What happens when our nuclear subs retire?

Mar 16, 2023
Radioactive sign.

Among the breathless press announcements coming out of San Diego on 14 March was that the spent nuclear fuel reactor cells for our submarines would have to be stored in Australia. This on top of the unexplained escalating costs of the subs, estimated delivery not until 2042, and three hand-me-down stop-gap Virginias possibly available around 2033. ‘A dare to embrace greatness’, trumpeted Greg Sheridan. A dare to embrace poverty and long-term environmental pollution more likely.

One can only wonder whether in agreeing to storing spent fuel cells in Australia, Albanese and Marles knew of the problems such spent reactor storage has created in the US and UK. Almost certainly not. The problems in Britain were starkly described in 2015 by Dr Nick Ritchie of the University of York. His report was commissioned by the Federation of American Scientists.

Access to the reactor compartment in British submarines is gained by a mobile reactor access machine cutting holes in the submarine’s pressure hull directly above the reactor pressure vessel.
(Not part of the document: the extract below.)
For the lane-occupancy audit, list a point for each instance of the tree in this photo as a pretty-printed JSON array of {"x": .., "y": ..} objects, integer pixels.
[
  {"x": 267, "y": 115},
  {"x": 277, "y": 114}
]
The extremely toxic spent fuel modules and neutron sources are then raised and parked temporarily in shielded storage boxes within a shielded tank. These are then transported under heavy military guard once or twice a year by rail to Sellafield in Cumbria in England’s far north-west, close to Britain’s most radioactive polluted site where the Windscale nuclear disaster occurred in 1973. The reactors are then kept in a dedicated fuel storage pond called a Wet Inlet Facility. Ultimately, the spent fuel must either be re-processed to recover unused uranium 235 or sent somewhere for permanent disposal isolated from the biosphere for at least 24 thousand years, the half-life of the plutonium 239 contained therein. For Uranium 235, the half- life is many millions of years.

Spent naval reactor accumulation in Britain is a growing headache. By 2015, the UK had 51 irradiated submarine reactor cores containing HEU stored at Sellafield, a number that rose to around 90 cores by 2020. As of 2011, the UK had 10 de-fuelled submarines stored afloat at Devonport. Six laid-up, yet-to-be decommissioned submarines still had their spent fuel cells on board. It is an environmental problem for Britain, but a problem many times that magnitude in the United States, where hundreds of spent fuel reactors from nuclear-propelled aircraft carriers, cruisers and submarines are lying in an open trench designated Trench 94 -200 in East Hanford, Washington State.

How much worse then, for Australia, which has not even settled on a single repository for thousands of low-level pharmaceutical and industrial nuclear waste products held haphazardly at source in hospitals and factories across the country. A disposal site has been identified for low-level waste at Napardee near Kimba on the Eyre Peninsula in South Australia, although local indigenous communities continue to oppose the site. Meanwhile, many kilograms of high-level radioactive waste continues to be held in sandstone repositories on site at Lucas Heights in the southern suburbs of Sydney, the home of Australia’s only working nuclear reactor.

There is vague talk among proponents of Australian nuclear powered submarines that a high-level waste repository site will be found on land owned by the Department of Defence. But nothing has been decided. And in the excitement of the moment, the problem seems to have been swept well and truly under the carpet, which is hardly a safe storage place.